A small traffic jam formed on Saturday at the entrance to the open-air event on the company premises of the Ganser Group in Kirchstockach. The topic of the first public dialogue was the planned logistics hall that the Kraft-Baustoffe company wants to build on the area of the composting plant at the Ganser Group. Matthias Ganser and his nephew at the entrance checked compliance with the requirements of the health department – a maximum of 100 people, negative corona test and contact details. The licensed doctor has been running the Ganser Group since 2019 together with his brother Günter, who was absent for health reasons. Both have big plans for the future.
Matthias Ganser presented these to around 60 interested parties, including more local political celebrities and organizers than citizens. In addition to the three Brunnthal mayors and a number of local council members, the third mayor of Höhenkirchen-Siegertsbrunn, Andrea Hanisch (independent citizens), the deputy district administrator Otto Bußjäger (UB) and district administrator Toni Stürzer (CSU) came. They all also listened to the presentation of the Josef and Luise Kraft Foundation by its board of directors, lawyer Harald Mosler.
As was to be expected, the questions mainly related to future traffic in Taufkirchner Straße. “We live on the busiest street in Germany,” emphasized a local resident. The plans made a positive impression, said one audience member, but there will be more traffic and the relieving connection to the south has been talked about for 20 years. Mosler replied very clearly that Kraft knew how such a camp works. Under no circumstances would there be more traffic, but rather less, but above all “other traffic”, meaning solid or packaged goods instead of gravel and compost mixture, for example, would be transported. There will only be factory traffic, not from specialist dealers or private individuals.
Markus Durweiler followed up and wanted to know whether someone was looking at the entire traffic. This happens in the course of the approval process, said Ganser, he understood the road construction office to mean that only one driveway onto the state road would be expanded, either on Taufkirchner Straße or further south at the junction to Höhenkirchen-Siegertsbrunn and the Hohenbrunn Luitpoldsiedlung. Here Bußjäger intervened and said that selfishly thinking he would not support the so-called southern connection, because it would bring more traffic to Höhenkirchen. A view that Mayor Mindy Konwitschny (SPD) countered at another appointment in the afternoon: “At most a few vehicles.”

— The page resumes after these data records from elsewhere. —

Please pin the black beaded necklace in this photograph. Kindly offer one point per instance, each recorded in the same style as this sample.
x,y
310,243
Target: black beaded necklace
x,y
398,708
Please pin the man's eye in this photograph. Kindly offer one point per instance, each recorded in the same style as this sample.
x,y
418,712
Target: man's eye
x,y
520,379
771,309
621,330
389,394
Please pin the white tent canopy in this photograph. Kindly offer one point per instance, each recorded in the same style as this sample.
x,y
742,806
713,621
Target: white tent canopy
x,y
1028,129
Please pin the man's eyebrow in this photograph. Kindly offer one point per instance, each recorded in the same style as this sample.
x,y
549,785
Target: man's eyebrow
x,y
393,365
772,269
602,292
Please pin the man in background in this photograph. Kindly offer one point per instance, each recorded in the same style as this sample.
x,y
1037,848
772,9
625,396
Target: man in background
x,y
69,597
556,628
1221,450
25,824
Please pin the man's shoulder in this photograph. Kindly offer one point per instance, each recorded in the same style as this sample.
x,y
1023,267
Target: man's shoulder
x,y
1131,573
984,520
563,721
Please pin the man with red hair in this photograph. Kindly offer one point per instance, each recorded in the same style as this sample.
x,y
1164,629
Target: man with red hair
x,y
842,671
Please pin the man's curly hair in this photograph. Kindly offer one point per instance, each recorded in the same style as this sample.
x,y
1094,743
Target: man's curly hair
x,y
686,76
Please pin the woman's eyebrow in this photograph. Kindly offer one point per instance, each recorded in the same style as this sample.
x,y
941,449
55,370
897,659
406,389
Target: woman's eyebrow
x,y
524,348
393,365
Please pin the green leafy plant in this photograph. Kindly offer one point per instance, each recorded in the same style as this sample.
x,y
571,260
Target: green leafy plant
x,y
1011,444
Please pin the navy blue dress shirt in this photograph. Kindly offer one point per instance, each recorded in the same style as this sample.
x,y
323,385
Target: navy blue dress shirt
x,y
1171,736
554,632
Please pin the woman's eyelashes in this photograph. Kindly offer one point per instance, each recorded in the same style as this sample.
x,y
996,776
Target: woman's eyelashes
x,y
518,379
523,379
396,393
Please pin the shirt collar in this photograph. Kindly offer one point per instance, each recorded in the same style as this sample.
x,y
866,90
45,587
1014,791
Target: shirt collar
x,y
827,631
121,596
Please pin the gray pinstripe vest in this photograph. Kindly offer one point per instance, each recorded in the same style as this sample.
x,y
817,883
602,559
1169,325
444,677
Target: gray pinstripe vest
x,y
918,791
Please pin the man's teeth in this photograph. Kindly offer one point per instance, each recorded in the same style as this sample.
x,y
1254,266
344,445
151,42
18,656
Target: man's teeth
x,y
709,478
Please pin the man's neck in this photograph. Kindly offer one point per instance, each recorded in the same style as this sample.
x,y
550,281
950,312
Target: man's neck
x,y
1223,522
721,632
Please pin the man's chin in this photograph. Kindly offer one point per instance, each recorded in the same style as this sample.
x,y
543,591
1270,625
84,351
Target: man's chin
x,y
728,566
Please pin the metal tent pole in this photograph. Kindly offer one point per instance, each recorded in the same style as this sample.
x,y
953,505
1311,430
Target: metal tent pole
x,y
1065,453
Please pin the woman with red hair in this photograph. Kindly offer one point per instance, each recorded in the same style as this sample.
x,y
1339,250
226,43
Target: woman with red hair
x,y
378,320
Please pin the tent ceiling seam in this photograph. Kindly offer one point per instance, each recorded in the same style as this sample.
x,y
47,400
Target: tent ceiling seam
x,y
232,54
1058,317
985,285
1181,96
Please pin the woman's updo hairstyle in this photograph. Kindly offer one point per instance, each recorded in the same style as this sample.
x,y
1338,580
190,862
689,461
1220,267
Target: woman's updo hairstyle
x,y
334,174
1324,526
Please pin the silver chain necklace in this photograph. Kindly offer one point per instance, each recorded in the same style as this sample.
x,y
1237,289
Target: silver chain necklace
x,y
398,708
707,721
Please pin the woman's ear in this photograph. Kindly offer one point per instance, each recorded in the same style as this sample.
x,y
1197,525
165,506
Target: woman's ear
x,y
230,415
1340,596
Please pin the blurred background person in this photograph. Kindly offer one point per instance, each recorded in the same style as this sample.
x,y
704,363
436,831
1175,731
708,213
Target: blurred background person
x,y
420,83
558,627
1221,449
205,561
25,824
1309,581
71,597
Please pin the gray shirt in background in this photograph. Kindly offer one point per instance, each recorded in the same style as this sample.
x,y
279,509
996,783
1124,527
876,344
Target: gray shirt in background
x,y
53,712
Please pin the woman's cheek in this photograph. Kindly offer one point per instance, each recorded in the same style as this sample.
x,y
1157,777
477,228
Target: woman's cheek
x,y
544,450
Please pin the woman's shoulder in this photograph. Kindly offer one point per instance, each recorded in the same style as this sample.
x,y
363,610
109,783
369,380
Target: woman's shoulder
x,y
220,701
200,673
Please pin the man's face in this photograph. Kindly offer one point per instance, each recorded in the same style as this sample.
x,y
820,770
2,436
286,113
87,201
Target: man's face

In response to the remark that the volume of traffic depends on the concept at Kraft, Mosler emphasized that, as the foundation board member, he was also head of Kraft building materials. The aim of Kraft building materials is to survive, but not to maximize profits. The profit goes to the foundation, which in turn supports projects against age discrimination, old age poverty and loneliness, as well as science. Since the construction market is flourishing, Kraft-Baustoffe will pay “trade tax in a considerable amount” to the municipality of Brunnthal for its sales. If Kraft couldn’t come to the site without difficulties, it wouldn’t come.
“Is Ganser still in control of the proceedings?” Asked a citizen, rumor had it that the Ganser company had been sold. Ganser repeated that the gravel and concrete companies had been “sold to a billion-dollar company”. The entire property still belongs to Ganser and is only leased until 2035. Ganser can control what develops on the site. The construction of the power hall is an offer and at the same time “a spark for the future” with green energy at the Kirchstockach location. In the hall and the offices everything is done with electricity from PV systems on the roof.
“If power doesn’t come, then the regenerative energy park won’t come either,” Ganser added later. “And then I can only say: Brunnthal, which has also refused to use wind power, has not understood that alternative forms of energy are needed.”